PROFILE--"Flamingo Joe" Edgecombe has been running for 35 years

(Nov. 2020) Flamingo Joe Edgecombe has been running for 35 years and has never met an ultra he didn’t like. At 71, Joe Edgecombe is living large and still dreaming big. He made it to the “Big Dance” of the Boston Marathon, his first big dream, and then dared to dream even bigger and started doing ultras. As a race director, volunteer, and friend to every runner on the road and the trail, Joe, from Panama City FL, is famous for handing out tiny plastic pink flamingos. “When I see someone struggling I give them one of my little pink flamingos and twist it on their hydration pack. I tell them all will be ok and that they will never have to run alone again!” He figures he’s handed out over one thousand though the years. 

Career/Profession? I was the Director of Respiratory Care in a local hospital for 28 years and also did diagnostic pulmonary testing for an additional 10 years. I retired in 2014 and am loving it. I’m also President of the

Panhandle Runners & Triathletes Club and Draggin’ Tail Runner’s Club in Panama City, FL, where I live.

When did you start running and why? I started running in 1985 after purchasing physiology equipment for the hospital. I did a test on myself and discovered I had some issues that I was not aware of. I slowly started running, ½ mile run and ½ mile walk. That progressed to 5Ks. I started doing half Ironman (IM) competitions in 1987 and did the local Gulf Coast Triathlon for 31 years. In my early days, I would do 45 road races per year, 6 triathlons, three 100-mile bike rides and directed 3 races. When I turned 50, I participated in the inaugural Ironman in Panama City. If you have a local, you must attempt it! It went better that anticipated and I managed a sub-12-hour time.
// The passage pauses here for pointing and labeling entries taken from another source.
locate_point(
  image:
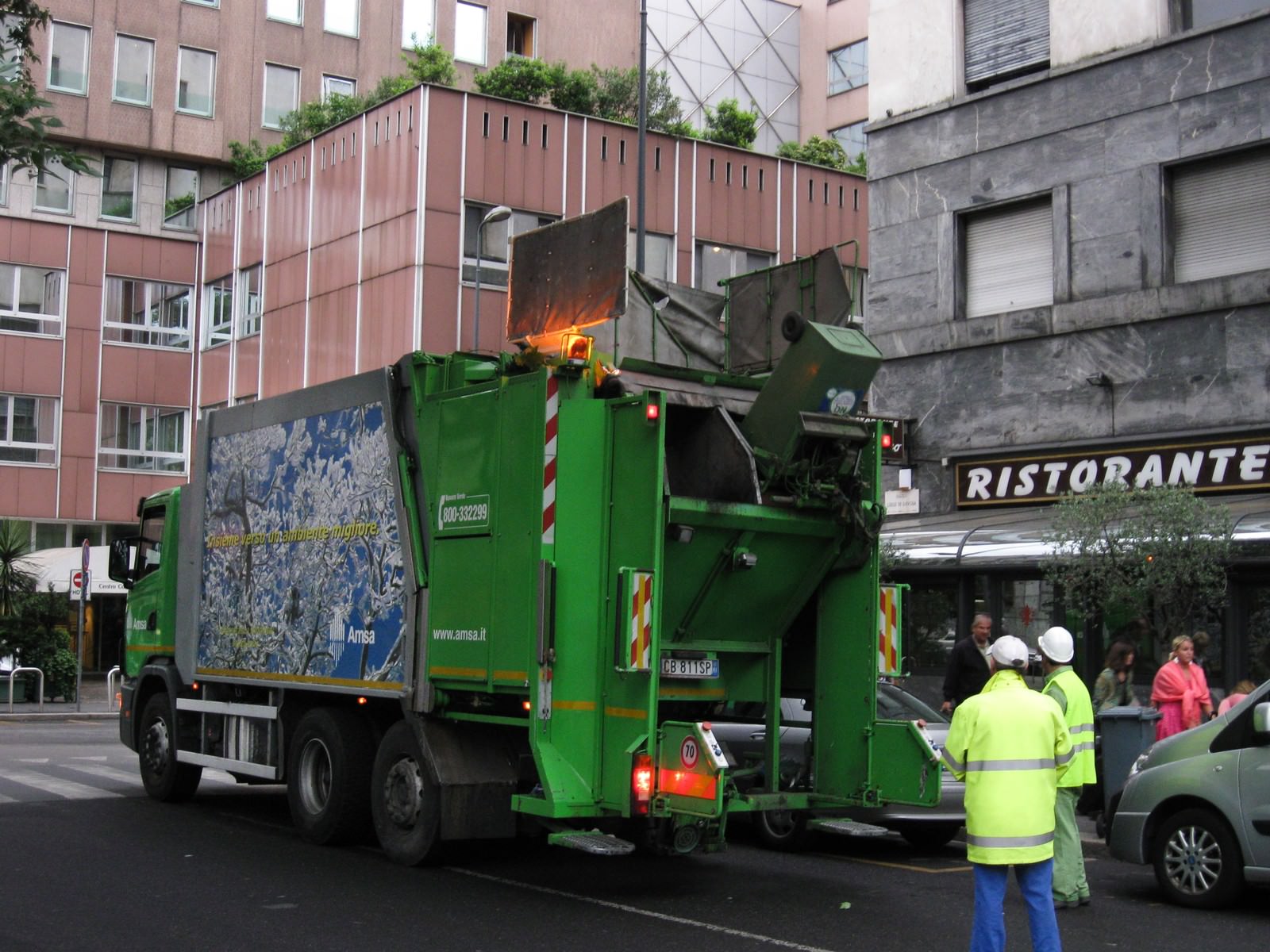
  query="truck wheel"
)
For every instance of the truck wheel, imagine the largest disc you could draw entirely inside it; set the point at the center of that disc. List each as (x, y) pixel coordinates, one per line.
(930, 835)
(329, 776)
(1198, 861)
(781, 829)
(163, 774)
(406, 801)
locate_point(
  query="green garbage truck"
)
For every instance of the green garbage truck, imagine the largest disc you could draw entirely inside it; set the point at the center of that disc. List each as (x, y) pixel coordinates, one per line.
(473, 596)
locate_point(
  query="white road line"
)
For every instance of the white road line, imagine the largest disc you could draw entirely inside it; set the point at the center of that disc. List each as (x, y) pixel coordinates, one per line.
(648, 913)
(51, 785)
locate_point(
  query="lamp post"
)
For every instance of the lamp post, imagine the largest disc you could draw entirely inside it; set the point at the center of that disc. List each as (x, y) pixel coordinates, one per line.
(497, 213)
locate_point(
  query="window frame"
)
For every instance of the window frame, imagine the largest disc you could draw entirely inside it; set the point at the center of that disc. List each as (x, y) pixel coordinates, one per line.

Most memorable race/moment? It took me 5 attempts to BQ and I finally did at the Tallahassee Marathon with two other friends also looking to BQ. We stuck to the plan and everything happened just as I visualized it.

How did you get into ultras? As my age started to increase, so did my distance running. An ultra-runner friend, Richard Cozart, convinced me to do my first 50K. He is now 91 and was still doing ultras into his 80s. He initially dragged me over to the “dark side!” My first 50K happened to be on my 55th birthday. It was a trail run and I was hooked. I fell in love with trail running! When I was 60, I finally qualified for Boston and have run it 5 times. At 62, I did my first 100K. Surprisingly, I came in 10th overall in 13:23:00. I loved geezering all the young runners!

Volunteer aid station, TranSelkirk 5-day race

I had a friend ask me to volunteer at the TransRockies 6 Day Stage Run in 2008, and it changed my life. The atmosphere and people were intoxicating. The following year I decided to run the 120 miles in 6 days. Tough for a flatlander but I managed to cross the Rockies without getting injured. I have worked and run the TRR for 12 years now.

I had always dreamed of running a 100-miler. Be careful of your dreams because they can come true. At 68, a month shy of my 69th birthday, I signed up for the Rocky Raccoon 100 miler. It went well even though I blistered at 85 miles. I cross- trained with cycling, weights, push-ups, sit-ups and all the normal strength training. The blisters slowed me down but I was able to do 28:20:41. I was on target for a 25-hour race but hobbled to 28. I beat the 30-hour cut off!

Peak running and what are you doing now? I normally ran 25-30 miles per week. But in these later years, I'm doing more. My normal now is around 40ish and up to 65 miles per week. These virtual events during Covid craziness have kept me running. I just did 120 miles in 15 days for the TRR 120 mile virtual event. 

Injuries or setbacks? Even with all this running, I have been injury free for all these years.

Diet? I have a normal diet, which sometimes blossoms into a lot of food preparing for IMs or Ultra events.

Favorite Quote? “Dare to Dream.” If you stick to your plan and work hard, you may be able to realize your dream.

How has running helped you with the aging process? Are you a social runner? I thoroughly enjoy all the runners and significant others. I love being with or surrounded by runners. I usually don’t know their occupation, married status, income or anything. They can be who they are and I can likewise. I have a little philosophy: Accept people who will add to your life and don’t hold on to those that suck the lifeblood from you.

One of Joe's famous flamingos

All of these things help my perceived aging process. Never give up or give in. Give it your all! Being around all ages gives one diversity and helps keep you young. Age is just a number! I never look at an age but at the individual.

Three tips for younger runners who want to be lifetime runners? My tips for younger runners would be: train smart, surround yourself with “like” people, and strive to keep it fun!

What is your philosophy of life and running? I have been directing races for over 25 years and this is the type of work I enjoy. It can be hectic but worth every bead of sweat or nerve I have left. It allows me to draw people into my life style. I have volunteered at the TransRockies 6 Day Run and the TranSelkirk 5 Day Run in Revelstoke, BC for years. So I guess my philosophy is to do what you enjoy in life and you will be rewarded many times over. Maybe even 100 (miles) times over.